Financial Wellness: Establishing an Emergency Fund
First the car broke down, then the dishwasher stopped working, and now the dog is sick. Sometimes the old proverb, “It never rains but it pours,” seems to ring a little too true. When you need money to pay large, unexpected bills, where do you turn?
Many people use credit cards or borrow from their retirement savings plan when they have a cash crunch. But those aren’t the healthiest choices. One step toward achieving financial wellness is having an emergency fund to use for unanticipated expenses.
Easy Often Equals Expensive
It’s easy to use a credit card to pay for a car repair or a trip to the vet. But if you don’t pay off the credit card bill right away, interest will be added to your balance. After a few months, you could be carrying a large balance that becomes a financial burden in your life.
Hands Off Plan Money
When you have a large expense, you may be tempted to turn to your retirement plan account balance. After all, it’s your money that you’ve saved. However, borrowing from your plan (assuming the plan permits participant loans) may not be a smart choice. The money you take out of your plan will no longer be invested and benefiting from potential tax-deferred growth. And you will have to pay back the loan. If you aren’t able to contribute to the plan while you are repaying the loan, your retirement savings could suffer. If you make a withdrawal instead, it will be subject to ordinary income taxes plus, if you are younger than age 59½, an additional 10% tax for early withdrawal.

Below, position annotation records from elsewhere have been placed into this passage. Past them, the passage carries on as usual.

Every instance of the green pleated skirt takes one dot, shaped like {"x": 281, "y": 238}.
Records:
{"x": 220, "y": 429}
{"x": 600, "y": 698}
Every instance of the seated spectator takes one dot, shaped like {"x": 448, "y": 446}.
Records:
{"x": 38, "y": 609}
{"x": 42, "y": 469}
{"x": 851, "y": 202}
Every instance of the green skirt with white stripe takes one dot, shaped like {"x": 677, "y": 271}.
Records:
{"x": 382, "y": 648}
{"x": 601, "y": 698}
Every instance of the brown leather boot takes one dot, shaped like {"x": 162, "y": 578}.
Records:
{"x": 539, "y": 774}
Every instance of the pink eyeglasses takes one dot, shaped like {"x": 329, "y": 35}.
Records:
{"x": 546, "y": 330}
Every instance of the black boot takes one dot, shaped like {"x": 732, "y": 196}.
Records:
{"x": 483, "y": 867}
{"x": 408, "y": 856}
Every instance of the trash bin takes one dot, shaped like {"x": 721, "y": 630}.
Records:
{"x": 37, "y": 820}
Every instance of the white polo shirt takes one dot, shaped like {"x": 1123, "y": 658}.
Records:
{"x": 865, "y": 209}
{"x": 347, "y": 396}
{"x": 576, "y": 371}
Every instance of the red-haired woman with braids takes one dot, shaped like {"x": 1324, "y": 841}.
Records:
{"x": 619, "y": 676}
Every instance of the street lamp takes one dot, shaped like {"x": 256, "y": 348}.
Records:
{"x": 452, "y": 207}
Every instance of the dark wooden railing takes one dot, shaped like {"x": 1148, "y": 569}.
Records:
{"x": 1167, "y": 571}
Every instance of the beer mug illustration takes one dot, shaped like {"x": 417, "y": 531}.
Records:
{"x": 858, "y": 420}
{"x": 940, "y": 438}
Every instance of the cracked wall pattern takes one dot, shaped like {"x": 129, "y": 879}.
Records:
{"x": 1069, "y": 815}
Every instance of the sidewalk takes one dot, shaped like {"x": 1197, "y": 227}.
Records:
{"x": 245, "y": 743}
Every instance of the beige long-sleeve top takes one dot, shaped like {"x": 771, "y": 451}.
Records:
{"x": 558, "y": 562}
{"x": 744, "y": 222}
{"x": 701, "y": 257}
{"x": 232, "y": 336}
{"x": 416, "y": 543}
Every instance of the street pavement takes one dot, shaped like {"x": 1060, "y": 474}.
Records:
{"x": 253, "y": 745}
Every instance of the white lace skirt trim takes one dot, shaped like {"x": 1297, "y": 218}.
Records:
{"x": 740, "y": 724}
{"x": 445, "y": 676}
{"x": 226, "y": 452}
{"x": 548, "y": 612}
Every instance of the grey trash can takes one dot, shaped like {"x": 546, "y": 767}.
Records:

Building Your Emergency Fund
Your goal should be to set aside three to six months’ worth of expenses in an account that you can access when needed without paying penalties, charges, or termination fees. That amount may seem daunting, but saving even a small amount each month can help you build your fund. Cutting back on your out-of-pocket spending can free up money you can set aside in your fund. And consider putting a portion of any bonus or raise you receive in your emergency fund to help build it up more quickly.
You should use the money in your fund only for financial emergencies, not for things like vacations or non-emergency home renovations. And any time you take money out of your fund, make sure you replenish it as soon as possible so you’re prepared for the next unpleasant surprise.